I cut myself off as I breach the entryway, finding my breath being stolen away from me and my lungs left barren. Seneca Crane is sitting in my parlor, one leg crossed over the other, and a fresh thing of tea resting on my glass coffee table. He looks up at me with a kind expression, then stands to greet me. All I can do is stand in the doorway frozen, feeling as if every fiber of my being has turned to stone; nothing in me can move, even my lungs refuse to take any sort of air. All I can do is stand and stare at the new Head Gamemaker, making himself all too comfortable in my own home. He almost looks bashful as he gestures for me to sit beside him.

"It's good to see you again, Ms. Rythe," Seneca says. "I'm here to talk."


(a/n): *jazz hands* P A I N. I loved writing this chapter, it was a lot of fun and I am very excited to write the next. So much so that I was writing it at the same time I was writing this one. XD I am weak. But, anyway!
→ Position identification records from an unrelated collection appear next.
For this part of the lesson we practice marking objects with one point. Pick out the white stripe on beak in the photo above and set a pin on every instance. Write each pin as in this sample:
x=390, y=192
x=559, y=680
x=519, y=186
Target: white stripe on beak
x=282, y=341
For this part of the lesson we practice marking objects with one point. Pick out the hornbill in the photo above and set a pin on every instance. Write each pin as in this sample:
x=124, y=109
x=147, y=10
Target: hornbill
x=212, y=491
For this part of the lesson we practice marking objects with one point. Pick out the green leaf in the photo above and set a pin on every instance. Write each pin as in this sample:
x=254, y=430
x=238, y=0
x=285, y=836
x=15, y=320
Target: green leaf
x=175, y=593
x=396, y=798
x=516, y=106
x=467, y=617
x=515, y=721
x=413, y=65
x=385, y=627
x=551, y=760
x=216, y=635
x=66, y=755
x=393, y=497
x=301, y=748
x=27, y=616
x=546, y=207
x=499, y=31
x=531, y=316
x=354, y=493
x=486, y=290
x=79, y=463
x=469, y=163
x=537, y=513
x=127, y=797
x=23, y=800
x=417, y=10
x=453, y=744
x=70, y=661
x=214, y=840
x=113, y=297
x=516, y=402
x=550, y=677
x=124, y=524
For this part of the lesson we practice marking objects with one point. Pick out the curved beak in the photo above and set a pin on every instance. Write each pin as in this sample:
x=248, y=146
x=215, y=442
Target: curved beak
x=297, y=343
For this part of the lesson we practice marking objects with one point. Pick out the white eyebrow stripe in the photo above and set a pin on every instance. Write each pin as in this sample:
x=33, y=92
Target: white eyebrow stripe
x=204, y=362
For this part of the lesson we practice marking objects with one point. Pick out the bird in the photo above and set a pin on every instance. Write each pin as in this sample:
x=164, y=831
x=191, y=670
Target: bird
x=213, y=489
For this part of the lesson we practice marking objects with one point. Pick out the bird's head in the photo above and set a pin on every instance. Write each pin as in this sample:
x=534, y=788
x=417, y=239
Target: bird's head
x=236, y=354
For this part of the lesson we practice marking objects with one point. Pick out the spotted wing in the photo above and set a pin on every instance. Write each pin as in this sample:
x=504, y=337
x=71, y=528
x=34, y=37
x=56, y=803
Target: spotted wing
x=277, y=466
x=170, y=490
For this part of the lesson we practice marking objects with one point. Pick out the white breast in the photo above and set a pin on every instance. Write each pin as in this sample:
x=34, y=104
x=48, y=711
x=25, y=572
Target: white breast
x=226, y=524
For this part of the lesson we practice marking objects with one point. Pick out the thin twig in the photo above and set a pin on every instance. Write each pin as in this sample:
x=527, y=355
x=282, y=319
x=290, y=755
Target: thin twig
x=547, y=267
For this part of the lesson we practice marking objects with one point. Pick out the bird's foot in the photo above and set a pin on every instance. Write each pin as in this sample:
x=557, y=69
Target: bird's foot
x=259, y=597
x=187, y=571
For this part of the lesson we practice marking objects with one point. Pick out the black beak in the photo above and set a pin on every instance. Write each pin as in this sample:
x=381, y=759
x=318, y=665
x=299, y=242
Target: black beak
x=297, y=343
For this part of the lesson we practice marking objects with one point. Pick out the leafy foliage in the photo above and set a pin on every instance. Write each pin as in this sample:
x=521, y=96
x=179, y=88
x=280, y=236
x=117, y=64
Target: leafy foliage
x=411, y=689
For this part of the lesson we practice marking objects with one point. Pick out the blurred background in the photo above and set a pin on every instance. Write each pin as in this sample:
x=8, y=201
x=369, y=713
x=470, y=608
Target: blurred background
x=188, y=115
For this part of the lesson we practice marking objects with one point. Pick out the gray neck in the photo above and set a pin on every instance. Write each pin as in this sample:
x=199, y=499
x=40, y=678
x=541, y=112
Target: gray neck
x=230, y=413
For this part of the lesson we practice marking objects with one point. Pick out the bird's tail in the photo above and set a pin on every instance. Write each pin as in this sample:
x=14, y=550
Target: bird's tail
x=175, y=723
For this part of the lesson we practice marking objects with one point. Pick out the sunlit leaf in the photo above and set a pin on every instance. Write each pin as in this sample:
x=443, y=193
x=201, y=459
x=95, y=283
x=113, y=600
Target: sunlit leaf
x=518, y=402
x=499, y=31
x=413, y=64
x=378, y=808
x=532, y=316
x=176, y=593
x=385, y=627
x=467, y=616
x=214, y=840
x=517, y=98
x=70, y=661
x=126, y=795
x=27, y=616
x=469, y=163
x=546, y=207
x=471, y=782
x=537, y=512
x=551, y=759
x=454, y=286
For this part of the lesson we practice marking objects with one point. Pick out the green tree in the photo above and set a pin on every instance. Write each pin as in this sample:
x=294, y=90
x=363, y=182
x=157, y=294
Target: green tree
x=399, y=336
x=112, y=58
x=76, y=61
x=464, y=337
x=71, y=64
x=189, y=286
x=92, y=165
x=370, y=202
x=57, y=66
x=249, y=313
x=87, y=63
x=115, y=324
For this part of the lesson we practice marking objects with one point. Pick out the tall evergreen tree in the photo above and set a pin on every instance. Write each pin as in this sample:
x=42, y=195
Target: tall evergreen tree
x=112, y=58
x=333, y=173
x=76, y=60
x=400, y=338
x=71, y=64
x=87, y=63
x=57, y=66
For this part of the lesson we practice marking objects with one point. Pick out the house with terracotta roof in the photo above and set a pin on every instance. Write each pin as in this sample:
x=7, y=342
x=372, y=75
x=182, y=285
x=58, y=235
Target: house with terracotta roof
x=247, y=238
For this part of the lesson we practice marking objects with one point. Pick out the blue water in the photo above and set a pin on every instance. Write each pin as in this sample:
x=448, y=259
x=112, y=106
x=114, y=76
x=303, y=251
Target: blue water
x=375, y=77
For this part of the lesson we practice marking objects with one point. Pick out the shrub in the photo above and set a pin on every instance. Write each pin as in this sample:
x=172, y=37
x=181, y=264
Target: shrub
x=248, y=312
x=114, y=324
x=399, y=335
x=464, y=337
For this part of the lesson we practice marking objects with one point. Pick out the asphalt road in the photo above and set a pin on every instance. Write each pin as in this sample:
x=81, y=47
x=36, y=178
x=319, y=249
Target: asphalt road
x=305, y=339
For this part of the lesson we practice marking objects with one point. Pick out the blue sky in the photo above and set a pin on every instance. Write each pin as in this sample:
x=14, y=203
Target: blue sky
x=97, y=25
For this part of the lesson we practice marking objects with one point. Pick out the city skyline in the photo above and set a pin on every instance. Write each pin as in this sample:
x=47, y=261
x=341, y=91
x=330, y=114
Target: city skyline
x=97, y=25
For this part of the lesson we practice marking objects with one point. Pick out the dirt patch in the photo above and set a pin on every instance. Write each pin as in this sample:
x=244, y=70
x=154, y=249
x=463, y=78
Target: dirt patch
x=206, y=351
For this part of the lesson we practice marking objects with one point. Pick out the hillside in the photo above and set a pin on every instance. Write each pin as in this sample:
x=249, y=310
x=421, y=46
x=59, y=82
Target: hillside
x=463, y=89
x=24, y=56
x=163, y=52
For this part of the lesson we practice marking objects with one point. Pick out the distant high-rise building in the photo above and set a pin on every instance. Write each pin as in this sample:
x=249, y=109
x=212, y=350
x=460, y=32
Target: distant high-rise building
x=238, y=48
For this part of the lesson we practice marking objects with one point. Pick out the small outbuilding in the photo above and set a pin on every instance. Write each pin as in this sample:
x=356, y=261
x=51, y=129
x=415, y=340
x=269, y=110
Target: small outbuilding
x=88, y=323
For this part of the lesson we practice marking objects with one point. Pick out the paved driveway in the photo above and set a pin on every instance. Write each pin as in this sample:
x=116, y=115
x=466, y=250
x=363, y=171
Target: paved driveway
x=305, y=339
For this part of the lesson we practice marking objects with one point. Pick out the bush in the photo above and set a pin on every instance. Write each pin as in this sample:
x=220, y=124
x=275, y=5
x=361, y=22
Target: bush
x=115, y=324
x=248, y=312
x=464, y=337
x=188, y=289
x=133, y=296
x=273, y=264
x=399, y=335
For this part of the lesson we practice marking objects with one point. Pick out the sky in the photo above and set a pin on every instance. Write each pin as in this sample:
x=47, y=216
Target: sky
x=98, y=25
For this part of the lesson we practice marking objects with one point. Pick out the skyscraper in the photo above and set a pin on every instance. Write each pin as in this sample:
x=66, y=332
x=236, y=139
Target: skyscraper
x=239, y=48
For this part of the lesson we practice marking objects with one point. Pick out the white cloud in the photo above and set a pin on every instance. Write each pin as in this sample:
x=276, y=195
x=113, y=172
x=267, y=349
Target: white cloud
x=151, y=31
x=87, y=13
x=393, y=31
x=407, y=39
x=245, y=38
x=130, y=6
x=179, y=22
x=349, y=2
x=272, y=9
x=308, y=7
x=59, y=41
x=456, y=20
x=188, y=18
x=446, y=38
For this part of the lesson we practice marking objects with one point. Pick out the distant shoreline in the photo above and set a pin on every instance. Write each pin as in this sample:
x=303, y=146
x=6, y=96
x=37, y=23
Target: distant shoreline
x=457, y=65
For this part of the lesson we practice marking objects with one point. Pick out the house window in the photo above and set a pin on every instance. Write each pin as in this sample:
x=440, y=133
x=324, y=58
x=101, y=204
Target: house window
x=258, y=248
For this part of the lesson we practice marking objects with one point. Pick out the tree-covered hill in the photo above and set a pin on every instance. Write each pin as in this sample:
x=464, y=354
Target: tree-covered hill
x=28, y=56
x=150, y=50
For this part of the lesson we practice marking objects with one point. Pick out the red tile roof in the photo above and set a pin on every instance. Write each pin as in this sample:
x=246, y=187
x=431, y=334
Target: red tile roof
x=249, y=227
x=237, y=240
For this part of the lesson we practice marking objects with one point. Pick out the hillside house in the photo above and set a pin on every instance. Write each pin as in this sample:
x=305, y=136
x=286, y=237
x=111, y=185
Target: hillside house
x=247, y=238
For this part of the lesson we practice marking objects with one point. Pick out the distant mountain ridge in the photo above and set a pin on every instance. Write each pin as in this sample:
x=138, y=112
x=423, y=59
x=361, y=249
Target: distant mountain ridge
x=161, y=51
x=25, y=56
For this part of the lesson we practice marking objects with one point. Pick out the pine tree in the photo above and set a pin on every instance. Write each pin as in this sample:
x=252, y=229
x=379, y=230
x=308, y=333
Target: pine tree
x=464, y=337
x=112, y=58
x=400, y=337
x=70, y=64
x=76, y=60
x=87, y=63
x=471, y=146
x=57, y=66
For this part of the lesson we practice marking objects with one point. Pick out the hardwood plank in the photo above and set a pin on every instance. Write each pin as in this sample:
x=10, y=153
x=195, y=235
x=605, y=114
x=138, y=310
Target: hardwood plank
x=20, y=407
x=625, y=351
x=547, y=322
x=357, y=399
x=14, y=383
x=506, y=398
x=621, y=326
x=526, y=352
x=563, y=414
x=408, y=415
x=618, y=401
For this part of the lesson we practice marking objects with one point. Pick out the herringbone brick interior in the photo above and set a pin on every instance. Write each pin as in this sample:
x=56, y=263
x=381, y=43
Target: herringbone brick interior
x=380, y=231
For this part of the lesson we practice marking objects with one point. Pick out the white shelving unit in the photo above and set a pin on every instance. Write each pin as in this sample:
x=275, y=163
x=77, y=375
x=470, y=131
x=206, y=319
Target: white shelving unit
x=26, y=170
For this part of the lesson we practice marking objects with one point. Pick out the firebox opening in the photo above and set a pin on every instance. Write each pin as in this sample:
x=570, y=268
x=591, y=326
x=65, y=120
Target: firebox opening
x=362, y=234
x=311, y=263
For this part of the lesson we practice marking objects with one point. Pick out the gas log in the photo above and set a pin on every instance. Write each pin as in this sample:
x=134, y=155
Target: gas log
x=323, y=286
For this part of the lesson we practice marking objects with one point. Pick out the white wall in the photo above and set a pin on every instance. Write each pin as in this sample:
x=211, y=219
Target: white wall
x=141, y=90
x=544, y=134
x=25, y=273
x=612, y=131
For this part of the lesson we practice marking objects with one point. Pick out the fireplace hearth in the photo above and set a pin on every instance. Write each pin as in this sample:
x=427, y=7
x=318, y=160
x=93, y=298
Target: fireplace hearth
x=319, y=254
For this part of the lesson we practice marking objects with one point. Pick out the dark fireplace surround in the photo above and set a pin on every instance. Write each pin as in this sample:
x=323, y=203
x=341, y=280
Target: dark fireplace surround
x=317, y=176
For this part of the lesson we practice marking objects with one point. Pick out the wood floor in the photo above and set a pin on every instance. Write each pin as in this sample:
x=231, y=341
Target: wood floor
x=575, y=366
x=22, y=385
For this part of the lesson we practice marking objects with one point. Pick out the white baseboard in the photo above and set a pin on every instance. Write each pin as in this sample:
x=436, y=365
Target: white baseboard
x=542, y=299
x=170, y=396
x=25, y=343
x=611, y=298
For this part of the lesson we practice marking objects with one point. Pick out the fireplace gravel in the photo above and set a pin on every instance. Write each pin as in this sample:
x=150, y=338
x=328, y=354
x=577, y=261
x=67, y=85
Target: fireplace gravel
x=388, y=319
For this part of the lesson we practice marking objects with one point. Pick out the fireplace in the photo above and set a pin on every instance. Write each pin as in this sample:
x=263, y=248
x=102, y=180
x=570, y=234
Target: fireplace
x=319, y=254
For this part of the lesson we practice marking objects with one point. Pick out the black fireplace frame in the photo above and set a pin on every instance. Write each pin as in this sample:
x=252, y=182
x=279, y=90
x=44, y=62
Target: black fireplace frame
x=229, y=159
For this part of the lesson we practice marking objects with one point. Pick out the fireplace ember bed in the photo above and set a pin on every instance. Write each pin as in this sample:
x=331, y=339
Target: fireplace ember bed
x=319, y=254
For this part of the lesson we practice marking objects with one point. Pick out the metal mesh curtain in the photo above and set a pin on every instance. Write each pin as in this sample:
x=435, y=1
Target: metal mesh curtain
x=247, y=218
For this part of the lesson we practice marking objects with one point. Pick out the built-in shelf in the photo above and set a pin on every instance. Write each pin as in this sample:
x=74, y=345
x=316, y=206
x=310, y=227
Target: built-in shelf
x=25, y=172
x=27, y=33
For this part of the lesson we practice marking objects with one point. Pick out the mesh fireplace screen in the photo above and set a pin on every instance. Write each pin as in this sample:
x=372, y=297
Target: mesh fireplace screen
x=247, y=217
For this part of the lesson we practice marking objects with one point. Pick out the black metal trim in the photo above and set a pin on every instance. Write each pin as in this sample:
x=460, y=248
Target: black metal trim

We are so close to nearing the end and I am so, so excited to bring you guys the sequel, because so much shit goes down you don't even KNOW! ^3^


Review replies

the. apple .seed: Thank you so much! I am always so moved and excited whenever I read your reviews! :D Honestly, writing pre-canon Cinna was actually quite fun, and we'll be seeing more of him (of course) in the future. Plus an array of other canonical characters I am legitimately terrified to be writing. XD I hope that you enjoyed this chapter and Finnick/Ceres' dialogue! It was gut-wrenching to write, but gave me so much life. :D Especially with that ending...hehe. Much goes down in the final chapters that I'm thrilled to write.